Он взял карабин, повесил его через плечо, еще раз стал навытяжку, щелкнув каблуками, вытянул вперед правую руку, повернулся кругом и вышел из канцелярии.

Поскольку на голове у него была каска, он не снимал ее. Только пилотки полагалось снимать при входе в канцелярию.

Каммерер мрачно сказал ефрейтору:

– Позвоните в роту, чтобы они там не трогали эту сволочь. Сообщите, что ему приказано, как поест, явиться к командиру!

Писарь, наглый студент, спросил:

– Могу я употребить выражение «сволочь», штабс-фельдфебель?

– Посмейте только! – сказал Каммерер, даже не ухмыльнувшись.

Итак, во-первых, он действовал правильно. Динклаге это подтвердил, все слышали. Во-вторых, его оставили для выполнения особых поручений командира. Он с нетерпением думал о том, не сорвет ли задание майора этот незнакомец, если пожалуется на него, категорически откажется идти обратно в его сопровождении. В-третьих, он сразу же нанес ответный удар. Штабс-фельдфебель с радостью бы его прикончил, но ему на это плевать. Важно только одно – сразу и беспощадно нанести ответный удар.

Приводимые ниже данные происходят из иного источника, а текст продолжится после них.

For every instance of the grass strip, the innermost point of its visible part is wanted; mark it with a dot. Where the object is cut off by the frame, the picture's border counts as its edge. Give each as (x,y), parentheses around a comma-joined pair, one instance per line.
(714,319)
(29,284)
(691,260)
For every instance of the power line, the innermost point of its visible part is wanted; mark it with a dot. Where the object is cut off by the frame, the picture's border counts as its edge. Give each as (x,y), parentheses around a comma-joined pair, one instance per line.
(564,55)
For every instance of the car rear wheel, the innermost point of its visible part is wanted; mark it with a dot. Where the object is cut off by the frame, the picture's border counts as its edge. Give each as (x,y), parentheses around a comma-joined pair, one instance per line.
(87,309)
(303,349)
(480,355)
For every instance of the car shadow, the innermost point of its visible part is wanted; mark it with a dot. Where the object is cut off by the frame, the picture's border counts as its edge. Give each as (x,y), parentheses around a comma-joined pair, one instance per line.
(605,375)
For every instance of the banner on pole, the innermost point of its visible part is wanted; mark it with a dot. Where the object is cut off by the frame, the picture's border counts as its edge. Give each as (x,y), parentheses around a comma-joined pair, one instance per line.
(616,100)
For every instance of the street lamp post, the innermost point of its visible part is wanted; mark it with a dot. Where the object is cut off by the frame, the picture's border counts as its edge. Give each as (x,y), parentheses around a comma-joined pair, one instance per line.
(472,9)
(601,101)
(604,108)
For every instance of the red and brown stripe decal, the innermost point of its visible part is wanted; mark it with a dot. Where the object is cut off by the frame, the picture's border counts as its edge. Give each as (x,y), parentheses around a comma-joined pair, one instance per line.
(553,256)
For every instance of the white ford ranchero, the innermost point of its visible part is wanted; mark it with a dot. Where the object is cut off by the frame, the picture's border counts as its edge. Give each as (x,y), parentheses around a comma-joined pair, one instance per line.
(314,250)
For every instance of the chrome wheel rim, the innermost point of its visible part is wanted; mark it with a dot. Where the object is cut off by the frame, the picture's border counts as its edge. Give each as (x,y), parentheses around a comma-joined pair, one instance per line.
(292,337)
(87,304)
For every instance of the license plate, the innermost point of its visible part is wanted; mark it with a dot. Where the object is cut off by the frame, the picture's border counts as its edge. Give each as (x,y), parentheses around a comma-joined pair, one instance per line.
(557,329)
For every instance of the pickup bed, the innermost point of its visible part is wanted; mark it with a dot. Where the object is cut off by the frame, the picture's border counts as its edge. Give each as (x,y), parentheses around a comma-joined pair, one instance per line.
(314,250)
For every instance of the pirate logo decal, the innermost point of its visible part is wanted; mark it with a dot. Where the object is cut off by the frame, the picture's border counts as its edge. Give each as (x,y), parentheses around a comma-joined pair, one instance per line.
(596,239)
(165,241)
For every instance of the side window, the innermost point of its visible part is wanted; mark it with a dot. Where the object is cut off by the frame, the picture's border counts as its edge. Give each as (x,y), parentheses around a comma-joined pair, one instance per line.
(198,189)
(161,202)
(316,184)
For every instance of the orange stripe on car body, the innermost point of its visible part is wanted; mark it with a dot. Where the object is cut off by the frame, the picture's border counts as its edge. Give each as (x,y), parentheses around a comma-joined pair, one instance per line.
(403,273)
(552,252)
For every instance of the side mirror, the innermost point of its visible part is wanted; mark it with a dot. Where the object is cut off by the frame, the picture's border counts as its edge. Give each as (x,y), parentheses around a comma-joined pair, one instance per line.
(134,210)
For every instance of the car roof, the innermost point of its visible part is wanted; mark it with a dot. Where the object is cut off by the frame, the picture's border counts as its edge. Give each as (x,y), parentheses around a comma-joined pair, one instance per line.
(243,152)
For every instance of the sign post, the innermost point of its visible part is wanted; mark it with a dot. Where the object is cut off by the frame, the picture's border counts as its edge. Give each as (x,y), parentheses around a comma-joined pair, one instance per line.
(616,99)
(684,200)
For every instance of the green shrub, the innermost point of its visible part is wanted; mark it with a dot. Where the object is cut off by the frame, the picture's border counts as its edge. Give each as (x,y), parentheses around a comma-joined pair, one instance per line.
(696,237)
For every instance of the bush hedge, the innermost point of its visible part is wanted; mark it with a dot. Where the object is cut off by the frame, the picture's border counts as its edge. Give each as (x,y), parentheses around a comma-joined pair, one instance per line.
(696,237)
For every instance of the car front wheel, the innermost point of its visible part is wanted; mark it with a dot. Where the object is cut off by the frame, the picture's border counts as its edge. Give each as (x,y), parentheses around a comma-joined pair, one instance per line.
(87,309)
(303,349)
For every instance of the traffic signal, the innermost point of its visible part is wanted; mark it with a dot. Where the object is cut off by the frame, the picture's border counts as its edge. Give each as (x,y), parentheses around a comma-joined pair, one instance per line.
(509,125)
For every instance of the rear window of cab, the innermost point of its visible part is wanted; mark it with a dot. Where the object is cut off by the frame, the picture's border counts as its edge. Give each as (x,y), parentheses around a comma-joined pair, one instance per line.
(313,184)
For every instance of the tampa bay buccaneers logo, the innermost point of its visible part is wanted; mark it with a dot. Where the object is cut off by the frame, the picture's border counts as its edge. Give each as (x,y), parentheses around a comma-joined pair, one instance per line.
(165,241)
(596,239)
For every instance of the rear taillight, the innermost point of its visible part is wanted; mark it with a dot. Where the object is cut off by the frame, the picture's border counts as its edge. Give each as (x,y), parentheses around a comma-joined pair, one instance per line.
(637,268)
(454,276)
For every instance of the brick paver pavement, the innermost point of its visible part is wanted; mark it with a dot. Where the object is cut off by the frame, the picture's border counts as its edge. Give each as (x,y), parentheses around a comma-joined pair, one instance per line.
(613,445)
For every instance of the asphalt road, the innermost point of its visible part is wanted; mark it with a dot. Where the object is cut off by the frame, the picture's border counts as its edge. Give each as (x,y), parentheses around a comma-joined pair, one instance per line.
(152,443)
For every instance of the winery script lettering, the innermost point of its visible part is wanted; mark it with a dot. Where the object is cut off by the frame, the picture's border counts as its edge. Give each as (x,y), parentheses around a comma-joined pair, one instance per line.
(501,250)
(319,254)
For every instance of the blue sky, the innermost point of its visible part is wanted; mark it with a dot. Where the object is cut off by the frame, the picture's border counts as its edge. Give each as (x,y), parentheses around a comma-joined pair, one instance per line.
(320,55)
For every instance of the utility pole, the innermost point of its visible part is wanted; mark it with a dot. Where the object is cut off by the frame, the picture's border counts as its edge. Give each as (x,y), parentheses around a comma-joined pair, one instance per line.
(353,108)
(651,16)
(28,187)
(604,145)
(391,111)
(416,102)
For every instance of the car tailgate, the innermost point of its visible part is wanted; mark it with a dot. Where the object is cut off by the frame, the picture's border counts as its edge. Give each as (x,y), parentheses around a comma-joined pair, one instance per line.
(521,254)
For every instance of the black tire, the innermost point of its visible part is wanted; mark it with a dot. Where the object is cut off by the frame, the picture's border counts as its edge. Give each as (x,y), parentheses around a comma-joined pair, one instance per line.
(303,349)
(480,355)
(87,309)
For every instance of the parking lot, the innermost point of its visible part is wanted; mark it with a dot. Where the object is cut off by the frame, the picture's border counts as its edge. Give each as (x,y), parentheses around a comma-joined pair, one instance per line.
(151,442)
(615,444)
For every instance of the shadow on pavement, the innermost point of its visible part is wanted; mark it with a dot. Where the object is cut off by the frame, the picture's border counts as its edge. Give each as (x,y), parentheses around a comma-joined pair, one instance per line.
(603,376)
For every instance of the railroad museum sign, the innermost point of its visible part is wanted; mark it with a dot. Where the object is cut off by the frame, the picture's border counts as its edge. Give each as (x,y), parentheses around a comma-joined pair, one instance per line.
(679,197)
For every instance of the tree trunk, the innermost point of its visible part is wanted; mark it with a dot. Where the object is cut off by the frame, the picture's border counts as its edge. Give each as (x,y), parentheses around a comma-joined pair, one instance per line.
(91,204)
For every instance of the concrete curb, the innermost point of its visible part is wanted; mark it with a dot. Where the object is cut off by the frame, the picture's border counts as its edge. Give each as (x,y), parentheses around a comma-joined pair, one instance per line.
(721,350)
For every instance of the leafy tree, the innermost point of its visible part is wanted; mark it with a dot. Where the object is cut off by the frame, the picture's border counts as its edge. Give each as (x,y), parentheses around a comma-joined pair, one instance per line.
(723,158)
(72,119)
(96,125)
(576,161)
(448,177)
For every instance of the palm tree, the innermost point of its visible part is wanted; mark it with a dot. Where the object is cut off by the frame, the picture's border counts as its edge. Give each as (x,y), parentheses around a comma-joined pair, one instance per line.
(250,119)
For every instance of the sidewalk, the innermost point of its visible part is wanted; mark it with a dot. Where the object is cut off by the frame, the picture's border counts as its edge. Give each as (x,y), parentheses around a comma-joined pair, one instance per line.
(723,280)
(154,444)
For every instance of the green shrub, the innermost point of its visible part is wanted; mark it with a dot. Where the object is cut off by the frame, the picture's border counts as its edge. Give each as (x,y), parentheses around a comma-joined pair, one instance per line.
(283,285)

Он мог бы, конечно, притвориться дурачком, ответить: «Прошу господина штабс-фельдфебеля объяснить, какую кашу я заварил». С точки зрения служебного порядка это было бы правильнее, но ничего бы не дало, пустой номер. Теперь все они уже обмозговывали его рапорт, понимали, что на них надвигается очень и очень неприятное дело. Донос на Борека – это был удар в самую точку. Нападение-лучшая оборона. Даже у штабс-фельдфебеля котелок наверняка начал варить, и он смекнул, что Райдель, если его загнать в угол, не остановится перед тем, чтобы подать рапорт и на него, штабс-фельдфебеля, за то, что он, проявляя небрежность, не занялся сразу врагом рейха. За то, что отказывается считать беспредметным донос о мнимом гомосексуализме, поступивший от врага.

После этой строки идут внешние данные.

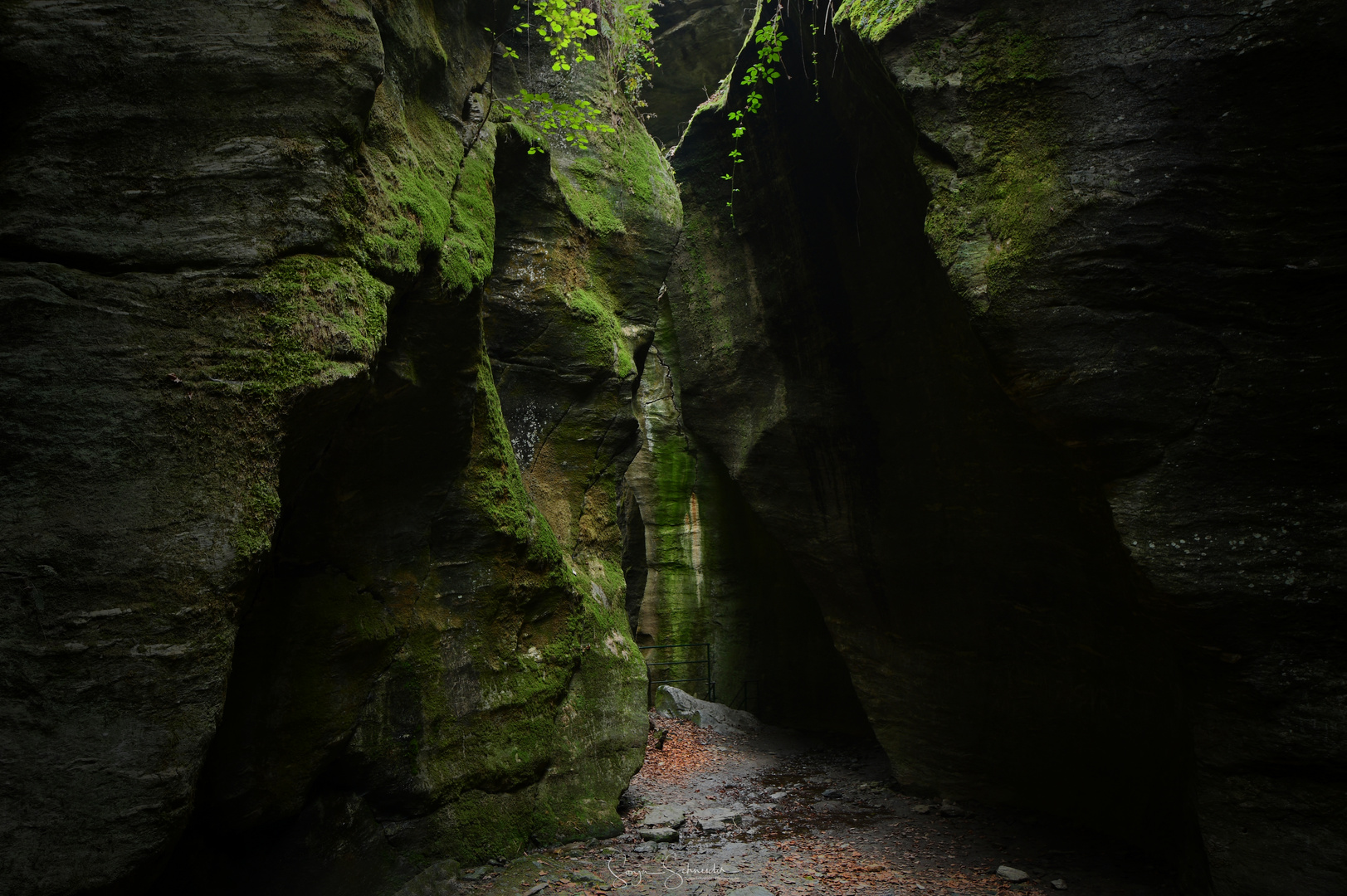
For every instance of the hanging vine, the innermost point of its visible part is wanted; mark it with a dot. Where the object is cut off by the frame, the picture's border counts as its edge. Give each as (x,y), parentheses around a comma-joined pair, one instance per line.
(764,71)
(566,28)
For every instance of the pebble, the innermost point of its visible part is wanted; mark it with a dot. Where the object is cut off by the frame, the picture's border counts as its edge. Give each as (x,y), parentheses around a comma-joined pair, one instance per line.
(661,835)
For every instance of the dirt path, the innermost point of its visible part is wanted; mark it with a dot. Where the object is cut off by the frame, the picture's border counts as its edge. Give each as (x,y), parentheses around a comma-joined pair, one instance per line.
(817,816)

Довольный собою, Райдель шагал к полевой кухне. Свернув на хозяйственный двор, принадлежавший Мерфорту, он увидел, что новобранцы уже вернулись. Они стояли в очереди у полевой кухни, некоторые уже хлебали из своих котелков. Сегодня после обеда они будут заниматься чисткой оружия и починкой одежды. Это значило, что и после обеда часовых на передовой будет не густо, как и утром.

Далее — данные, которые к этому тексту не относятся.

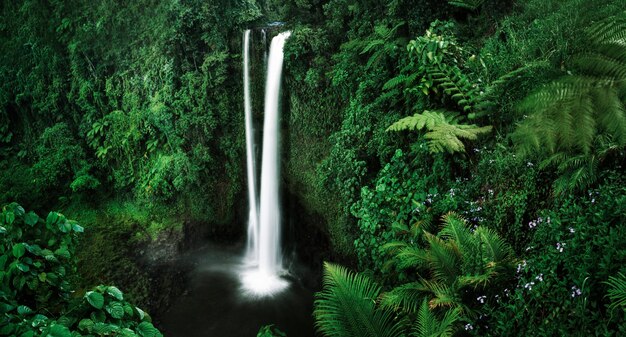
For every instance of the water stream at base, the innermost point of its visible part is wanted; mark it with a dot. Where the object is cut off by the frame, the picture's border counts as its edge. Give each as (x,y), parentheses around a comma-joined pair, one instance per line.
(264,276)
(213,304)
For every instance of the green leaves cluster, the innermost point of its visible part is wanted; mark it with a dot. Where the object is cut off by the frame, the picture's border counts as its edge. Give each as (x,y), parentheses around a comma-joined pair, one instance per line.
(577,124)
(444,131)
(36,284)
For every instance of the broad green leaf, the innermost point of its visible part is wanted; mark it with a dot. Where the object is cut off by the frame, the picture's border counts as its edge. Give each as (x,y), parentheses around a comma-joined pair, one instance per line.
(64,226)
(146,329)
(95,299)
(5,307)
(98,316)
(77,228)
(58,330)
(19,250)
(9,217)
(31,218)
(115,309)
(52,218)
(23,267)
(126,332)
(62,252)
(24,310)
(104,328)
(39,320)
(86,325)
(28,334)
(116,293)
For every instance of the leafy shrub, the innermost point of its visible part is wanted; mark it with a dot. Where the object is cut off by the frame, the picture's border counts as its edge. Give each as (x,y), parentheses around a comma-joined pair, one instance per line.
(561,289)
(402,194)
(37,258)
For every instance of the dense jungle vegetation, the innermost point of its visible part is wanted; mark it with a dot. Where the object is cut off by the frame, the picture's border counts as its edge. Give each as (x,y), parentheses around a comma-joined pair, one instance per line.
(465,158)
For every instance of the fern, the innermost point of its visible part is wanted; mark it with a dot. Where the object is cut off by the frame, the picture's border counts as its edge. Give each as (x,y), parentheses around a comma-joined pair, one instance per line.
(445,133)
(579,120)
(347,306)
(617,291)
(467,4)
(429,326)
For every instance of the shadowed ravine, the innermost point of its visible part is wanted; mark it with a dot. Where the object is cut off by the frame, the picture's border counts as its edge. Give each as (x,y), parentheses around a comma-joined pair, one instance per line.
(215,305)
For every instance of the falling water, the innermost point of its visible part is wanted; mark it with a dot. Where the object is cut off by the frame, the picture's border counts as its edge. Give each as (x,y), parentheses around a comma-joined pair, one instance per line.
(266,279)
(253,218)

Он сразу же натолкнулся на Вагнера, выпуклые глаза которого при виде его чуть не вылезли из орбит; как и следовало ожидать, он сразу же выдал все, что положено («Вы как, собственно, здесь очутились?», «Нет, надо же, вы, значит, разгуливаете, когда обязаны быть на посту!», «Неслыханный проступок» и т. д.). Райделю теперь было на все это наплевать, он даже не стал придерживаться общепринятой формы ответа, а просто сказал:

– Справьтесь в батальоне, если вам что-то от меня надо!

Вагнер:

– Вы как, собственно, со мной разговариваете? У меня просто руки чешутся арестовать вас не сходя с места.

Но тут появился ротный писарь, что-то пошептал фельдфебелю, и тот, покачав головой, отстал от Райделя.

То, что Вагнер перед новобранцами накинулся на него, опытного обер-ефрейтора, объяснялось, конечно, тем, что он знал о рапорте Борека и решил, что теперь с Райделем можно вообще не считаться. Наверно, этот идиот вообразил, что он, Райдель, из-за рапорта Борека совсем свихнулся, ушел с поста и бродит теперь в полном отчаянии.

Райдель огляделся. Перехватил устремленные на него взгляды – люди тотчас отводили глаза. Видимо, все, кто стоял здесь, на этом дворе, уже знали про него. «Ну и идиот же я, – подумал Райдель, – вообразил, что инстанции-дело надежное, ничего не просочится».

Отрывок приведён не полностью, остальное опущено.